Wilayah yang digunakan itu merupakan bekas proyek Pengembangan Lahan Gambut tahun 1995. Wilayah tersebut sudah menjadi pusat kebakaran hutan dan lahan selama bertahun-tahun karena buruknya pengelolaan gambut.
Fahrizal Fitri mengungkapkan, pangan merupakan kebutuhan dasar untuk masyarakat, apalagi dengan terus bertambahnya penduduk. Program lumbung pangan diyakini mampu meningkatkan ketahanan pangan.
Sebelumnya, Fahrizal mengungkapkan, program lumbung pangan bakal dilaksanakan dengan mekanisme pertanian modern yang ia nilai akan menghindari kerusakan lingungan. Menurut dia, adanya program itu justru akan mengurangi kebakaran hutan dan lahan yang terus terjadi setiap tahun di Kalteng.
”Program ini tidak bertabrakan dengan restorasi gambut, nanti pasti ada sinkronisasi program. Misalnya dalam pembuatan saluran irigasi, nanti tetap akan disekat untuk tata kelola airnya,” kata Fahrizal.
Sebelumnya, 162 lembaga yang tergabung dalam Koalisi Masyarakat Sipil menolak keberadaan program tersebut karena khawatir bencana kebakaran hutan dan lahan terulang.

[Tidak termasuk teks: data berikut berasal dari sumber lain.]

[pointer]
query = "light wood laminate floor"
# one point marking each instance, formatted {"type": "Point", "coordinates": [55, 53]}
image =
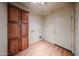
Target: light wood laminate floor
{"type": "Point", "coordinates": [44, 48]}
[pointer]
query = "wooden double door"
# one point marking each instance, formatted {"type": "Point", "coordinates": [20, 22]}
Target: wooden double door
{"type": "Point", "coordinates": [17, 30]}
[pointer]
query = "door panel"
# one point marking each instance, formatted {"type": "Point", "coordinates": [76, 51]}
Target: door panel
{"type": "Point", "coordinates": [24, 43]}
{"type": "Point", "coordinates": [24, 30]}
{"type": "Point", "coordinates": [13, 14]}
{"type": "Point", "coordinates": [24, 17]}
{"type": "Point", "coordinates": [14, 30]}
{"type": "Point", "coordinates": [17, 30]}
{"type": "Point", "coordinates": [13, 46]}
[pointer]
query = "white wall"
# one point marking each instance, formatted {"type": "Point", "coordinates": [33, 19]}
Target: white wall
{"type": "Point", "coordinates": [57, 28]}
{"type": "Point", "coordinates": [35, 28]}
{"type": "Point", "coordinates": [3, 29]}
{"type": "Point", "coordinates": [77, 30]}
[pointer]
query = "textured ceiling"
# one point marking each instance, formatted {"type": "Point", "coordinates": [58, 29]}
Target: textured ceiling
{"type": "Point", "coordinates": [48, 7]}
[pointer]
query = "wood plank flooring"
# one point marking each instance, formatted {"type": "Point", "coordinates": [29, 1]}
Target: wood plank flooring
{"type": "Point", "coordinates": [44, 48]}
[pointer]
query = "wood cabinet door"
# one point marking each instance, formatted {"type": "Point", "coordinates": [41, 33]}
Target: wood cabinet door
{"type": "Point", "coordinates": [13, 30]}
{"type": "Point", "coordinates": [24, 17]}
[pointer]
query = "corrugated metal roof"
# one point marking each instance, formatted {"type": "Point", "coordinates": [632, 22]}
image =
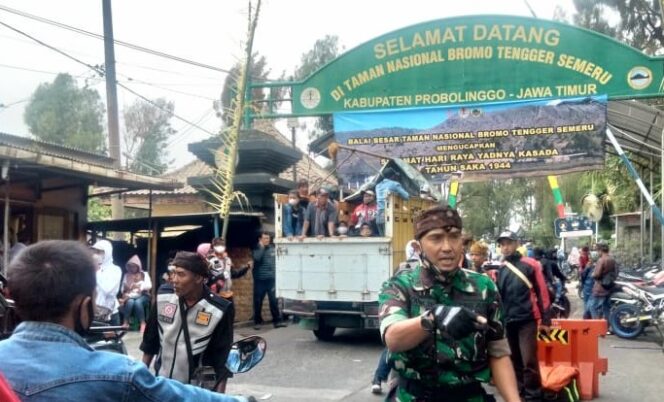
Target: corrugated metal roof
{"type": "Point", "coordinates": [51, 149]}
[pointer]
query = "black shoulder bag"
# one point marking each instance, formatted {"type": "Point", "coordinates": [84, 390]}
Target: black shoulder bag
{"type": "Point", "coordinates": [205, 376]}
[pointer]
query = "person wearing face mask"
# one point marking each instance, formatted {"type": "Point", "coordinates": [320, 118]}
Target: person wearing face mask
{"type": "Point", "coordinates": [365, 212]}
{"type": "Point", "coordinates": [222, 270]}
{"type": "Point", "coordinates": [293, 216]}
{"type": "Point", "coordinates": [527, 305]}
{"type": "Point", "coordinates": [46, 358]}
{"type": "Point", "coordinates": [136, 288]}
{"type": "Point", "coordinates": [109, 276]}
{"type": "Point", "coordinates": [342, 229]}
{"type": "Point", "coordinates": [442, 325]}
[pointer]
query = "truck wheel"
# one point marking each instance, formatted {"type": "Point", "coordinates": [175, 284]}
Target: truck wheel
{"type": "Point", "coordinates": [324, 332]}
{"type": "Point", "coordinates": [628, 330]}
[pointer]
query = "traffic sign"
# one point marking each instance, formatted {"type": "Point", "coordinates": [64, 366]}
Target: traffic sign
{"type": "Point", "coordinates": [573, 226]}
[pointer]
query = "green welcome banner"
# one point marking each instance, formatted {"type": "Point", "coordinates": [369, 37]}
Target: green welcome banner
{"type": "Point", "coordinates": [478, 59]}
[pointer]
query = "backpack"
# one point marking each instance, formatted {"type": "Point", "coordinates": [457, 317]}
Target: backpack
{"type": "Point", "coordinates": [609, 278]}
{"type": "Point", "coordinates": [569, 393]}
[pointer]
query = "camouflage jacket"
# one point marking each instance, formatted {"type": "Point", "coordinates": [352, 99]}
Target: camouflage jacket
{"type": "Point", "coordinates": [440, 361]}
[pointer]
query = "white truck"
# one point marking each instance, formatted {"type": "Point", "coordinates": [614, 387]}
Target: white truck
{"type": "Point", "coordinates": [334, 282]}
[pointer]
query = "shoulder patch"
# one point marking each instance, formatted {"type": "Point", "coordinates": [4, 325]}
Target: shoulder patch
{"type": "Point", "coordinates": [165, 289]}
{"type": "Point", "coordinates": [217, 301]}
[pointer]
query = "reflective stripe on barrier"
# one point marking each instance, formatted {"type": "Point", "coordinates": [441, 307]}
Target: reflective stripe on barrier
{"type": "Point", "coordinates": [575, 343]}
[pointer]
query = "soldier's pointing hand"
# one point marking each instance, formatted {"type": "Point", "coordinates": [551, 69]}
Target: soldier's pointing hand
{"type": "Point", "coordinates": [455, 321]}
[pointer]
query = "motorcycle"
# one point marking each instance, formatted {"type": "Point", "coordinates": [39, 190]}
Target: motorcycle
{"type": "Point", "coordinates": [645, 307]}
{"type": "Point", "coordinates": [244, 355]}
{"type": "Point", "coordinates": [104, 337]}
{"type": "Point", "coordinates": [561, 306]}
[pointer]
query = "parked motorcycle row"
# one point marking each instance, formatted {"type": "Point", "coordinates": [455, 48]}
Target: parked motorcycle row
{"type": "Point", "coordinates": [638, 302]}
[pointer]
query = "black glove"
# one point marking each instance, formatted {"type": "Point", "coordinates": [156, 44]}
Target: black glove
{"type": "Point", "coordinates": [455, 321]}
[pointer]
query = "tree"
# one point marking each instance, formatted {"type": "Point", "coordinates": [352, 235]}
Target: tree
{"type": "Point", "coordinates": [147, 129]}
{"type": "Point", "coordinates": [324, 51]}
{"type": "Point", "coordinates": [488, 207]}
{"type": "Point", "coordinates": [258, 72]}
{"type": "Point", "coordinates": [98, 211]}
{"type": "Point", "coordinates": [64, 114]}
{"type": "Point", "coordinates": [638, 24]}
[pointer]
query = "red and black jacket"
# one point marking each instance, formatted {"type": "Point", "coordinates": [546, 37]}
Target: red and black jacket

Direktur Walhi Kalteng Dimas Novian Hartono mengatakan, kegagalan tahun 1995 belum jadi pelajaran pemerintah saat ini dengan memaksakan program cetak sawah di lahan gambut terdegradasi.
”Yang dibutuhkan saat ini adalah diversifikasi pangan sesuai dengan kondisi wilayah dan kebutuhan daerah, disertai juga pengakuan atas pengelolaan lahan untuk petani dan peladang,” ungkap Dimas.
Dimas menambahkan, pemerintah pusat seharusnya mendorong pengembangan petani dan peladang kecil yang lahannya terancam tidak berkembang lantaran terbentur status kawasan hutan juga terancam investasi. Industri pangan tanpa adanya pengakuan terhadap petani di pelosok desa dinilai hanya menguntungkan investor semata.
”Bicara kedaulatan pangan tidak terlepas dari tugas pemerintah memberikan pengakuan atas hak para petani atau peladang akan wilayah kelolanya, termasuk masyarakat adat,” kata Dimas.